Current Location: Home> Latest Articles> Combining xml_parse and curl to download and parse XML data

Combining xml_parse and curl to download and parse XML data

M66 2025-05-13

In daily PHP development, we often need to obtain XML data from remote servers and parse it. This article will demonstrate how to use curl to download XML data, then parse the content in combination with the xml_parse series functions, and convert it to an available array structure.

1. Preparation: Enable the required extensions

First, make sure the following extensions are enabled in your PHP environment:

  • cURL : used to remotely download data

  • XML Parser : used to parse XML documents

These two extensions are default to most PHP installation packages that are built in and require no additional installation.
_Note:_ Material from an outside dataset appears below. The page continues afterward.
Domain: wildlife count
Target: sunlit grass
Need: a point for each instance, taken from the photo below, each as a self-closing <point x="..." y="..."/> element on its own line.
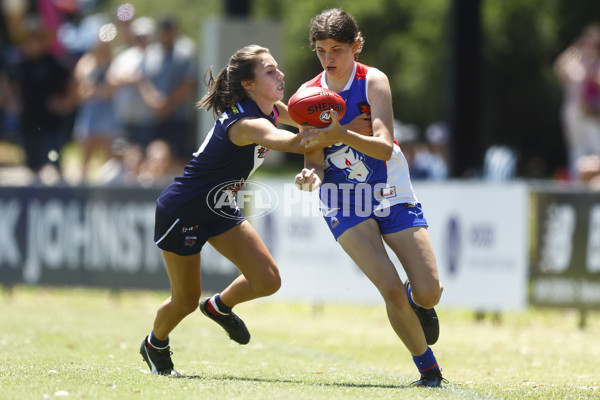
<point x="84" y="344"/>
2. Use curl to obtain XML data

Let's first download the XML content from a remote address through cURL:

 function fetchXmlData($url) {
    $ch = curl_init();

    curl_setopt($ch, CURLOPT_URL, $url);
    curl_setopt($ch, CURLOPT_RETURNTRANSFER, true);
    curl_setopt($ch, CURLOPT_TIMEOUT, 10);

    $data = curl_exec($ch);

    if (curl_errno($ch)) {
        echo 'Curl error: ' . curl_error($ch);
        return false;
    }

    curl_close($ch);
    return $data;
}

// Example URL
$url = 'https://api.m66.net/data/sample.xml';
$xmlContent = fetchXmlData($url);

if ($xmlContent === false) {
    exit('Get XML fail');
}

3. Use xml_parse to parse XML data

PHP's xml_parse function is an event-driven XML parsing method. We can convert XML content into a structured array by creating a parser and setting up processing functions.

 function parseXmlToArray($xml) {
    $parser = xml_parser_create();
    $values = [];
    $index = [];

    xml_parser_set_option($parser, XML_OPTION_CASE_FOLDING, 0);
    xml_parser_set_option($parser, XML_OPTION_SKIP_WHITE, 1);

    if (!xml_parse_into_struct($parser, $xml, $values, $index)) {
        echo "XML Parsing error: " . xml_error_string(xml_get_error_code($parser));
        xml_parser_free($parser);
        return false;
    }

    xml_parser_free($parser);
    return buildXmlArray($values);
}

function buildXmlArray($values) {
    $result = [];
    $stack = [];

    foreach ($values as $val) {
        switch ($val['type']) {
            case 'open':
                $tag = $val['tag'];
                $child = [];
                if (isset($val['attributes'])) {
                    $child['@attributes'] = $val['attributes'];
                }
                $child['@children'] = [];
                $stack[] = [&$result];
                $result[$tag][] = &$child;
                $result = &$child['@children'];
                break;

            case 'complete':
                $tag = $val['tag'];
                $entry = isset($val['value']) ? $val['value'] : '';
                if (isset($val['attributes'])) {
                    $result[$tag][] = [
                        '@attributes' => $val['attributes'],
                        '@value' => $entry
                    ];
                } else {
                    $result[$tag][] = $entry;
                }
                break;

            case 'close':
                $result = &$stack[count($stack) - 1][0];
                array_pop($stack);
                break;
        }
    }

    return $result;
}

4. Complete example: From download to analysis

By combining the above two parts, we can implement the complete "download + parsing" process:

 $url = 'https://api.m66.net/data/sample.xml';
$xmlContent = fetchXmlData($url);

if ($xmlContent) {
    $parsedData = parseXmlToArray($xmlContent);
    echo "<pre>";
    print_r($parsedData);
    echo "</pre>";
}

5. Summary

Through this article, you have mastered how to use PHP's cURL extension to download XML data, and how to use xml_parse to parse it into a structured array. Although xml_parse is a lower-level method, it has high performance and few dependencies, making it suitable for projects with performance requirements.

If you need to deal with more complex XML, it is recommended that you try to use more advanced parsers such as SimpleXML or DOMDocument in the future.